Ce film est une incongruité. Comment un tel sujet a-t-il pu cumuler les récompenses aux Césars 1978 ? Trois officiers de marine évoquent, dans un huis-clos nautique, la figure d’un quatrième, l’occasion de brosser le portrait d’une génération chahutée, des combats de la France Libre aux soubresauts de la Guerre d’Algérie.
Malade et silencieux, Jean Rochefort a obtenu un dernier commandement à la mer, celui du Jauréguiberry, que la Marine nationale a fort obligeamment fourni à la production. Mais Pierre Schoendoerffer n’est-il pas notre Alfred de Vigny ? Qui mieux que lui a décrit la servitude et la grandeur de l’armée de la République ?
Tout juste expulsé de feu le Sud Viêt-Nam, le médecin du bord/Claude Rich se souvient de Jacques Perrin/Willsdorff qu’il connut, vingt-cinq ans plus tôt, à la tête d’une Dinassaut. Sous le surnom de Crabe-tambour, il régnait alors sur un bras du Fleuve Rouge. Meurtri par l’abandon de ses soldats vietnamiens, il a, plus tard, rejoint le putsch d’Alger, puis été condamné… Il ne l’a plus revu.
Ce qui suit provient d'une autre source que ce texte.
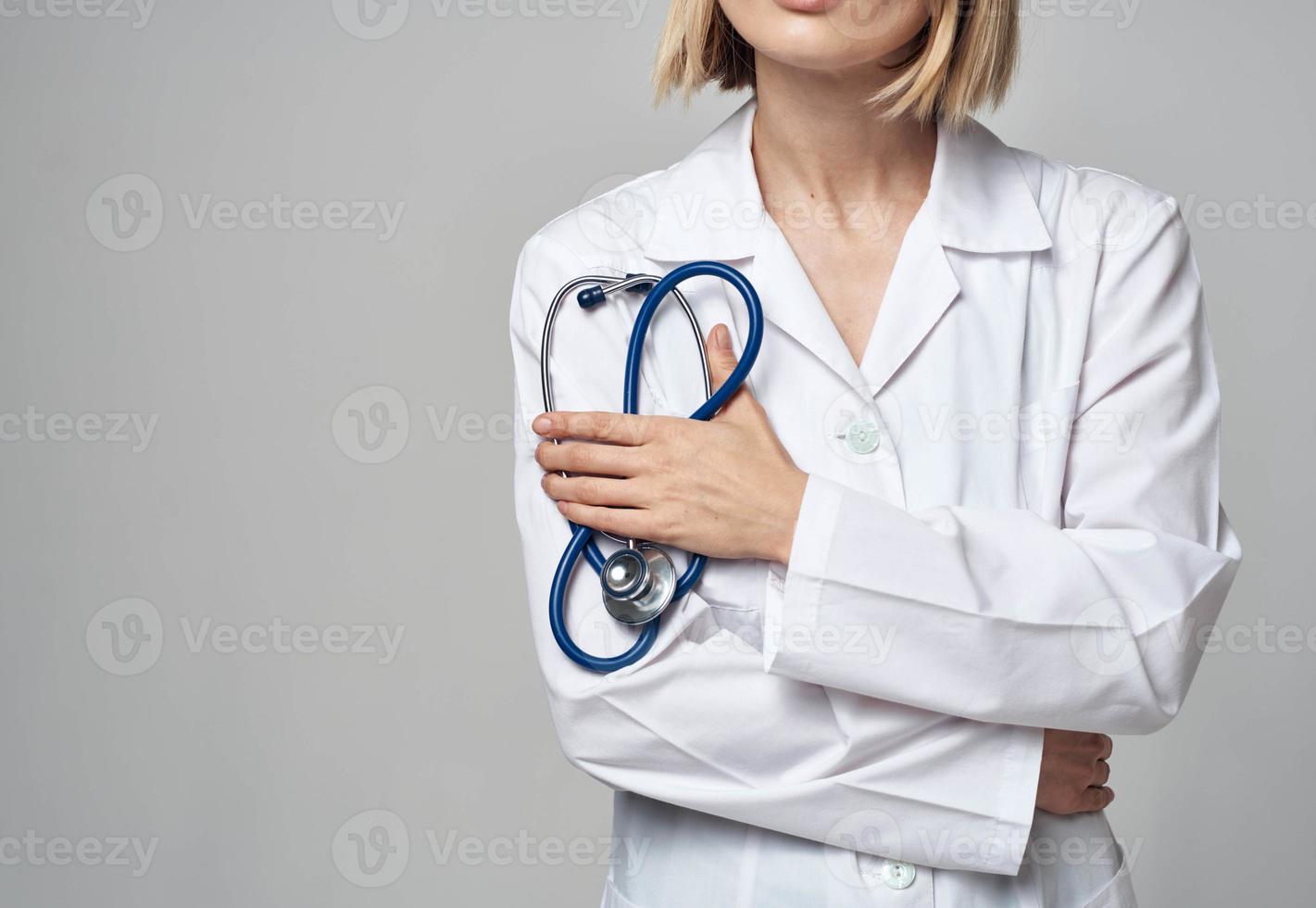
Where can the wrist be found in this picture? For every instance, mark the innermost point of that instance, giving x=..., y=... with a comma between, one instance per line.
x=788, y=513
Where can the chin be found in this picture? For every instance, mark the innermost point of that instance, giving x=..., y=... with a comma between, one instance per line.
x=827, y=34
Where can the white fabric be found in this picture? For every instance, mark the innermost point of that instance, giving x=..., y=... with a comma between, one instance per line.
x=984, y=573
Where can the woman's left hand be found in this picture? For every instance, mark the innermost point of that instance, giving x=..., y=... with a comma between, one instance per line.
x=724, y=488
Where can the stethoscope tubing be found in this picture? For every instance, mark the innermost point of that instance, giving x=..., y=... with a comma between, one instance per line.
x=582, y=536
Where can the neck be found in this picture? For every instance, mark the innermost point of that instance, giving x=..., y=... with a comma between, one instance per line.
x=816, y=136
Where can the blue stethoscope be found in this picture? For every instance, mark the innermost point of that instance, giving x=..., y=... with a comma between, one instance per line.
x=640, y=579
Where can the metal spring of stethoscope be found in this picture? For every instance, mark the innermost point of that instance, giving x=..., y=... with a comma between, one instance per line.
x=640, y=579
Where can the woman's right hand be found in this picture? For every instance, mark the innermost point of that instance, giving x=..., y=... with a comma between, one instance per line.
x=1074, y=773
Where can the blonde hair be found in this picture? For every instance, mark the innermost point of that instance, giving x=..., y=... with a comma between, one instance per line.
x=962, y=59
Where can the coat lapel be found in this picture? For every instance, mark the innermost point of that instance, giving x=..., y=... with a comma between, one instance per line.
x=982, y=199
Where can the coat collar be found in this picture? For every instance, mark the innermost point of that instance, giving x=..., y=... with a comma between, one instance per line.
x=709, y=206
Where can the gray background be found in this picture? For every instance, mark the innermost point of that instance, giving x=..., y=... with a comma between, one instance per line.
x=250, y=499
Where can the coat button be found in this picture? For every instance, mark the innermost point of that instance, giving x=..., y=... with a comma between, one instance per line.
x=897, y=874
x=862, y=437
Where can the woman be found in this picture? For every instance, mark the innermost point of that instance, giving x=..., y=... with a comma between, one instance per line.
x=965, y=513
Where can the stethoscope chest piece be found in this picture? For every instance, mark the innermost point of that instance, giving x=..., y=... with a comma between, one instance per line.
x=637, y=583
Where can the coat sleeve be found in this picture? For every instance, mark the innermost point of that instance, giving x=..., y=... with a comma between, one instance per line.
x=1095, y=624
x=699, y=724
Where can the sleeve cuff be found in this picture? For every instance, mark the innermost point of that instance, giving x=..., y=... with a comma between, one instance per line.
x=791, y=606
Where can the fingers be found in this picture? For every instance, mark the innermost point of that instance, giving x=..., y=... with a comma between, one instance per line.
x=627, y=523
x=582, y=457
x=591, y=490
x=1095, y=799
x=613, y=428
x=721, y=359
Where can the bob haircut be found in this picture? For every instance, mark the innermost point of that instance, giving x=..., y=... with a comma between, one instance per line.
x=962, y=59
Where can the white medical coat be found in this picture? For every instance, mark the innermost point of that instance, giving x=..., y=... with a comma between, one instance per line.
x=1011, y=523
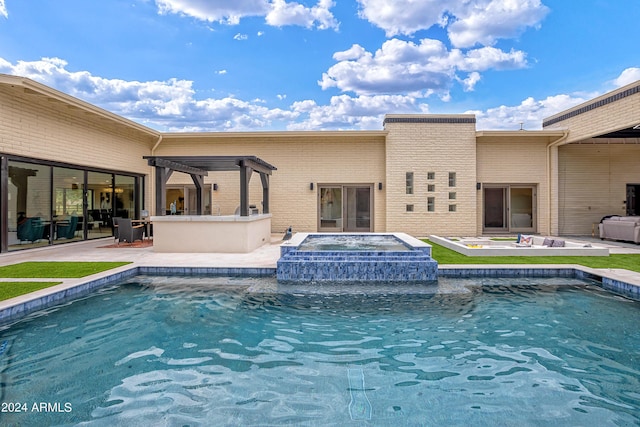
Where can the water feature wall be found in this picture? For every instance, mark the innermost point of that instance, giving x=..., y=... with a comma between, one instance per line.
x=352, y=264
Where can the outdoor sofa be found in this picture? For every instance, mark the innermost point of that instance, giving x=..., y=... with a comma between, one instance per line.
x=625, y=228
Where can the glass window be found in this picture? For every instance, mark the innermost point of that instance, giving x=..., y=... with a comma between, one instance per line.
x=330, y=208
x=99, y=204
x=409, y=183
x=431, y=204
x=29, y=205
x=68, y=218
x=124, y=191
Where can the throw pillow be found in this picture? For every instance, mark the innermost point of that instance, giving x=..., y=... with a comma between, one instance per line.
x=526, y=240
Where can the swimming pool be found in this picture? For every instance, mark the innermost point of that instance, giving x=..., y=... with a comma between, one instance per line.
x=237, y=351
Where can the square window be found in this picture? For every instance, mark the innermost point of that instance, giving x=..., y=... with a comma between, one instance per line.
x=452, y=179
x=431, y=204
x=409, y=182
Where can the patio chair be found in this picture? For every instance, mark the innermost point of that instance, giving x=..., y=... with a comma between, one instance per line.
x=67, y=230
x=114, y=221
x=127, y=232
x=31, y=230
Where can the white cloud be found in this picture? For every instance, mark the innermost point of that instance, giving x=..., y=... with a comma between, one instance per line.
x=627, y=76
x=276, y=12
x=346, y=112
x=407, y=67
x=529, y=112
x=222, y=11
x=174, y=105
x=170, y=105
x=283, y=13
x=485, y=21
x=470, y=82
x=468, y=22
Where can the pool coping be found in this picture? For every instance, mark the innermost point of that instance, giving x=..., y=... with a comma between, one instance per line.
x=14, y=309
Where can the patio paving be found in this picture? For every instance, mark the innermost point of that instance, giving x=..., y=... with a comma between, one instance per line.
x=264, y=257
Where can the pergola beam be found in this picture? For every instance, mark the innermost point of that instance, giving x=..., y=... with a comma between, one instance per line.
x=198, y=166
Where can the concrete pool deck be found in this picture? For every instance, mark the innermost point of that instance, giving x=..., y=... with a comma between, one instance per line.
x=261, y=259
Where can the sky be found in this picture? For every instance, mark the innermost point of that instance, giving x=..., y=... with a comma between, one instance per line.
x=274, y=65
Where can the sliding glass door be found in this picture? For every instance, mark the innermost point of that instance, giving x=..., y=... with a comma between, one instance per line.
x=509, y=208
x=345, y=208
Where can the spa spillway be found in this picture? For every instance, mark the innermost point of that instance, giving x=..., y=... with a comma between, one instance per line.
x=364, y=257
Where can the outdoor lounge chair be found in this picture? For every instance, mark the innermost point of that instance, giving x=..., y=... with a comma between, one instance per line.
x=67, y=230
x=127, y=232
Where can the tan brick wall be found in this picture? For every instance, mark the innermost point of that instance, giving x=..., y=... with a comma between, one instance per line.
x=592, y=183
x=620, y=114
x=40, y=127
x=431, y=147
x=515, y=161
x=301, y=158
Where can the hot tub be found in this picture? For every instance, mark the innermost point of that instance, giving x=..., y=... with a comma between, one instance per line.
x=361, y=257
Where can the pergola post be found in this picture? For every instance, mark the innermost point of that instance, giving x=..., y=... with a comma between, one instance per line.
x=245, y=177
x=162, y=176
x=264, y=178
x=198, y=180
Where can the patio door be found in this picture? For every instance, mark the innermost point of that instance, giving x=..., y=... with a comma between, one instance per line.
x=345, y=208
x=633, y=199
x=509, y=208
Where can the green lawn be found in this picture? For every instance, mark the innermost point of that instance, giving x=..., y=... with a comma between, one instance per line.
x=14, y=289
x=627, y=261
x=56, y=270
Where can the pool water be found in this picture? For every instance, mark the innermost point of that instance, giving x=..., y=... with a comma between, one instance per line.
x=353, y=242
x=224, y=351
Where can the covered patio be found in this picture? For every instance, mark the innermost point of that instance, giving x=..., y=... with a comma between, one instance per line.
x=240, y=233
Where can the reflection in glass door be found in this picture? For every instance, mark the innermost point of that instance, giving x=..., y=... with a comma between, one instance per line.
x=509, y=208
x=495, y=209
x=330, y=209
x=345, y=208
x=357, y=211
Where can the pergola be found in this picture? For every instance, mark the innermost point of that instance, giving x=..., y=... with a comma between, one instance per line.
x=199, y=166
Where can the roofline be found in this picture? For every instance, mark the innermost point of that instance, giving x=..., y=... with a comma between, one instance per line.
x=274, y=134
x=11, y=80
x=520, y=133
x=604, y=99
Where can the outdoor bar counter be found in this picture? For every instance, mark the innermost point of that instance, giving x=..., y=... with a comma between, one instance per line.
x=210, y=233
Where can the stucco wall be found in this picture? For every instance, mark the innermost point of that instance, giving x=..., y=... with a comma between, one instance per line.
x=514, y=160
x=619, y=109
x=592, y=183
x=423, y=144
x=301, y=158
x=36, y=126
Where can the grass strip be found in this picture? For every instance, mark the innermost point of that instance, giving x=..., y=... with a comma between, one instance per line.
x=56, y=270
x=626, y=261
x=14, y=289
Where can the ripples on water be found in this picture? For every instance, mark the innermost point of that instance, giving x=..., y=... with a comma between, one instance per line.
x=188, y=351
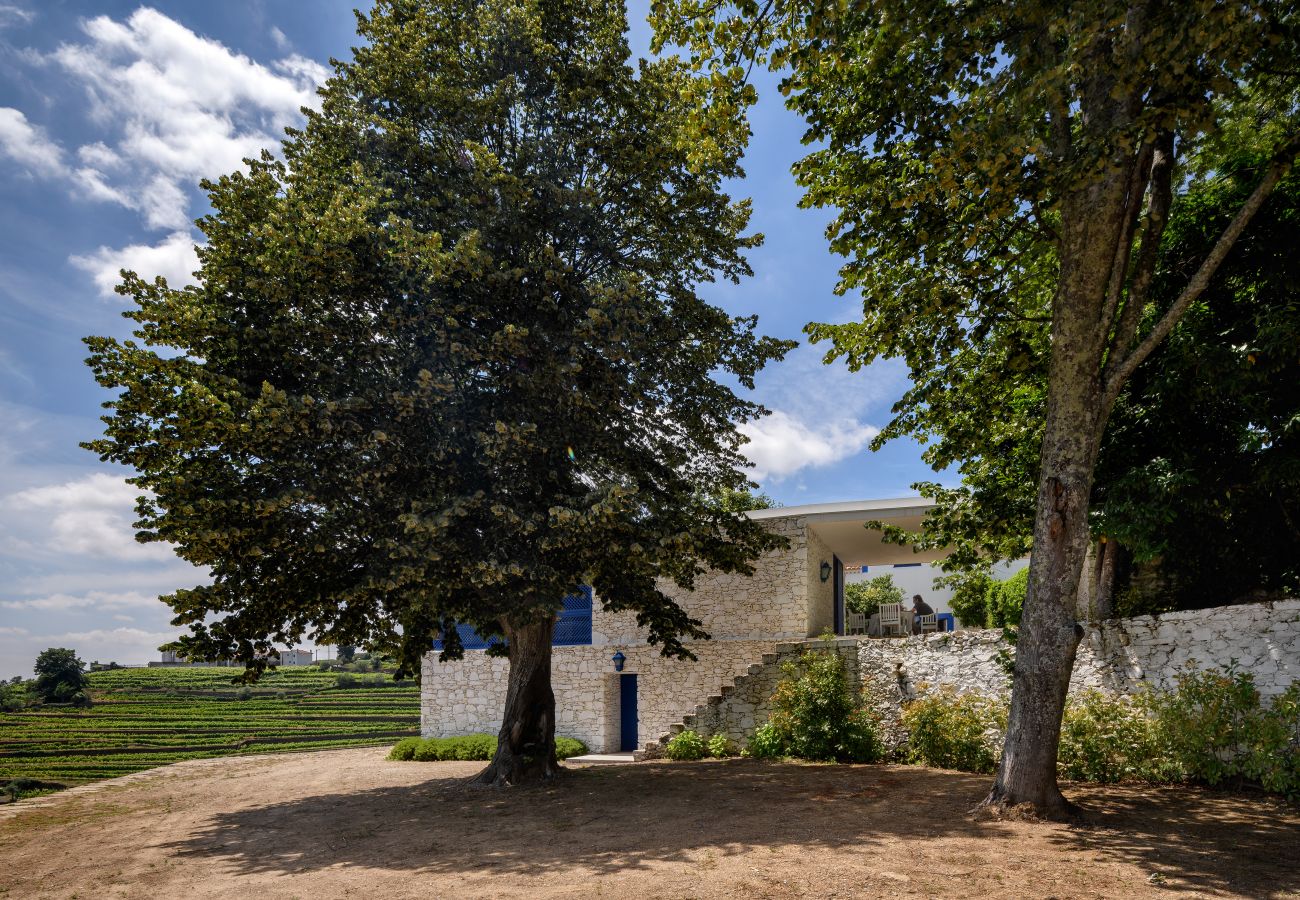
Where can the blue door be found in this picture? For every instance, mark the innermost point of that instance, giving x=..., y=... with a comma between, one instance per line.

Selon Jacques Dufilho/le chef machine, le Commandant avait refusé de suivre Willsdorff dans le coup de force, mais lui avait promis de quitter l’armée en cas d’échec. Seulement, le général de Gaulle, en personne, le lui avait formellement interdit. Le Vieux s’était soumis et traine depuis lors sa peine.
Les prises de vues sur les bancs de Terre-Neuve sont magnifiques. La mer est rude, tout particulièrement pour les marins pécheurs. Les souvenirs d’enfant de chœur breton de Dufilho apportent une bienvenue pointe de fantaisie à un ensemble austère. Le Jauréguiberry trace sa route vers le grand Nord. Patron de pêche, Willsdorff n’est plus loin. Son navire pointe sa proue entre deux grains. Le Vieux saisit la radio et lance de sa voix rauque :
- Adieu capitaine.
- C’est vous commandant ? Je m’y attendais un peu, je me demandais si…
- Je voulais seulement dire adieu, c’est tout, je n’ai rien d’autre à dire.
- Je sais que… non… vous avez raison, il n’y a rien à dire.
C’est fini. Ils rentrent à Brest, où le Vieux s’empressera de mourir.